The study by Harvard government professor Stephen Ansolabehere is a key piece of evidence presented by President Barack Obama's administration to back its contention the law will make it more difficult for minorities to vote.
"George Walker Bush," Adam Mortara, a lawyer for Texas, read from the list of supposedly ineligible voters in the study. "The former president."
Testifying as an expert witness during the trial, Ansolabehere acknowledged Bush was on the list but could not explain why he might be ineligible.
Texas officials argue the law will deter fraud, which they say is a problem in the state. The Justice Department cited the landmark 1965 Voting Rights Act in blocking the law in March.
The trial is the first challenge to the federal government's power to block such a voter ID law since Democratic President Obama took office in January 2009. Texas hopes its case against the government will lead to the Supreme Court striking down the Voting Rights Act as obsolete.
The U.S. government has presented evidence during the week it says shows many blacks and Hispanics would be disenfranchised by the law.
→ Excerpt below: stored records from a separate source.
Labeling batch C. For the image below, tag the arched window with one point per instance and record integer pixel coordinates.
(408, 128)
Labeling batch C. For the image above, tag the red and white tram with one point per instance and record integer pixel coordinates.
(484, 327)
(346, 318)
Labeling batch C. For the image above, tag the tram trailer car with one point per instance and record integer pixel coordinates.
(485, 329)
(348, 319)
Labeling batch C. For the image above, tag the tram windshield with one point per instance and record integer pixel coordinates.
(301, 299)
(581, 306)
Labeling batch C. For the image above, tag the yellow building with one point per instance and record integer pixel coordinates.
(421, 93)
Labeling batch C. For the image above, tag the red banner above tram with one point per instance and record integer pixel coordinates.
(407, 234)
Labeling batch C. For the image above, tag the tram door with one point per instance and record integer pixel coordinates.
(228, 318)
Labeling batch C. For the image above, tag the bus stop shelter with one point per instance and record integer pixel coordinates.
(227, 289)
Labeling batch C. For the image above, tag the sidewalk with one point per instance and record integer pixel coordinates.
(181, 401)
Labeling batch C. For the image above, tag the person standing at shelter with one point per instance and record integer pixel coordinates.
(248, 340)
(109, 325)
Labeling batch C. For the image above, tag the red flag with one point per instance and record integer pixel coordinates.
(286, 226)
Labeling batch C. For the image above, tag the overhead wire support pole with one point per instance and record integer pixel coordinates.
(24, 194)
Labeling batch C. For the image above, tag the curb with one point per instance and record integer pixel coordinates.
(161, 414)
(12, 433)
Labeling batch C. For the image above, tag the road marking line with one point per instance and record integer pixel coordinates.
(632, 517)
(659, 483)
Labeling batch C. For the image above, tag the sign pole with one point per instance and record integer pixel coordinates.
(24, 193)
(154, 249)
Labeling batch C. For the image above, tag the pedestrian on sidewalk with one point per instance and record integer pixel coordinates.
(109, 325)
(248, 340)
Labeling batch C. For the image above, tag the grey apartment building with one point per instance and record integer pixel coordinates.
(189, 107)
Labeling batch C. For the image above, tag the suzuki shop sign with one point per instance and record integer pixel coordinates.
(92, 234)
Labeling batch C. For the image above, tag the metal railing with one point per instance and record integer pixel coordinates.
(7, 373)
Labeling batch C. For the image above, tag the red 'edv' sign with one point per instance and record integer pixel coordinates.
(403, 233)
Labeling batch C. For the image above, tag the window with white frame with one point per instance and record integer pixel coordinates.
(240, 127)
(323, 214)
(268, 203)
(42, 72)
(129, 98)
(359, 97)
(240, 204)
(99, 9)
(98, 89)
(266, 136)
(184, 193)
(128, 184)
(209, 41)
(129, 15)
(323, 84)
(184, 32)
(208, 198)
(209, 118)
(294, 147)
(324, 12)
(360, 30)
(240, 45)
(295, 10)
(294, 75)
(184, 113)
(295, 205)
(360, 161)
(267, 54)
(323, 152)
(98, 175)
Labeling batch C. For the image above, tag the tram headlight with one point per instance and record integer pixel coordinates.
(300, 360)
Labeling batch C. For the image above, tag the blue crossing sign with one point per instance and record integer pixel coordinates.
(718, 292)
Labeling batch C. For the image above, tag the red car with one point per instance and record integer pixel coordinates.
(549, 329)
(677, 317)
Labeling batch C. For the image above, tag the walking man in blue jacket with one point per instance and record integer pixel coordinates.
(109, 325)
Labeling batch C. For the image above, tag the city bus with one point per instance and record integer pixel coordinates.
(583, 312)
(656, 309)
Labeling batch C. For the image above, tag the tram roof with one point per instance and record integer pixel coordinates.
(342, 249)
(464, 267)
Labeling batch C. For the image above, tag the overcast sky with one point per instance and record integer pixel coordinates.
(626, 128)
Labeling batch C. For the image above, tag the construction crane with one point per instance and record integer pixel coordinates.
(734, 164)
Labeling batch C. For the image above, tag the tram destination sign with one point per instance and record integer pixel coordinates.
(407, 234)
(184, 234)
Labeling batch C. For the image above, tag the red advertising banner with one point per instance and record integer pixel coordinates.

The three-judge panel of the U.S. District Court for the District of Columbia will not allow the law to take effect if it finds it will harm minority voters worse than the general voting public. A decision is expected by late summer.
Under the blocked Texas measure, voters would be required to show photo identification such as a driver's license or passport. Existing Texas law mandates that voters show a voter registration card, which does not have a photo, or an acceptable alternative, such as a driver's license or a utility bill.
Obtaining a photo ID can be difficult, particularly for minorities, federal lawyers said, because of the time and occasional costs necessary.
The two sides have provided sharply conflicting studies on whether the law harms minority voters.
Seventeen states have passed some version of a law requiring voters to present photo ID at the polls. The Justice Department has also blocked a South Carolina law, citing the Voting Rights Act, but the challenge has yet to reach the courts.
The Texas lawsuit for approval of the voter identification law is: State of Texas v. Holder in U.S. District Court for the District of Columbia, No. 12-cv-128. The judicial panel is composed of Appeals Judge David Tatel, District Judge Robert Wilkins and District Judge Rosemary Collyer.